E assim o pequeno Alceu foi crescendo ao lado do pai escritor e jornalista. Desenvolveu-se como criança vendo uma dança constante entre Affonso Wamosy e seus livros, especialmente, numa casa cheia de textos e opiniões sobre quase todos os assuntos importantes para a cidade. A casa dos Wamosy era um lugar onde a política era debatida da noite ao dia e onde a vida de Uruguaiana pulsava. Alceu foi aprendendo pela imitação e ainda jovem se tornou um leitor voraz. Dos livros do pai, Alceu desenvolveu um forte interesse pela poesia e pela política, especialmente, pela política dos republicanos.

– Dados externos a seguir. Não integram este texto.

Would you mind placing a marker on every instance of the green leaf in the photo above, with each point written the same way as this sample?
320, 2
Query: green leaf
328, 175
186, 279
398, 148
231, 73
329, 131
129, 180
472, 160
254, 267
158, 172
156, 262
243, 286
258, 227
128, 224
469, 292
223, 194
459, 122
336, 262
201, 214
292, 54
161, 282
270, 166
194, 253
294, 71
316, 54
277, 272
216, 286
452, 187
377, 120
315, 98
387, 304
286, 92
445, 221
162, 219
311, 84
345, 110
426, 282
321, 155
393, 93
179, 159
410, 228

O jovem começou seus estudos em casa, mas desenvolveu melhor a leitura e a escrita no Ginásio Uruguaianense, uma escola comandada pelo Professor Luiz Antônio Lopes e que ficava na rua 13 de Maio. O ensino do educandário seguia os mesmos princípios utilizados no Colégio Dom Pedro II, no Rio de Janeiro. Além disso, o Professor Luiz Antônio Lopes fazia com que seus alunos praticassem atividades físicas, para horror de Alceu, o que era uma novidade na época, seguindo a máxima que diz “Mens sana in corpore sano”. E a novidade de professor Lopes não tardou em ser copiada por outras escolas e educadores da cidade. Além disso, como antevendo o que aconteceria em 1923, o Professor Luiz Antônio Lopes passou também a levar seus alunos para realizar atividades militares, com treinamentos de esgrima com baionetas, prática de tiro com armas de salão, ordem unida e marchas pela cidade. Enquanto a maioria dos alunos tinha bom rendimento nas atividades militares, Alceu Wamosy tinha rendimento medíocre. Definitivamente, ele não tinha dotes militares, seus interesses eram de outra ordem e as suas armas não precisariam de pólvora.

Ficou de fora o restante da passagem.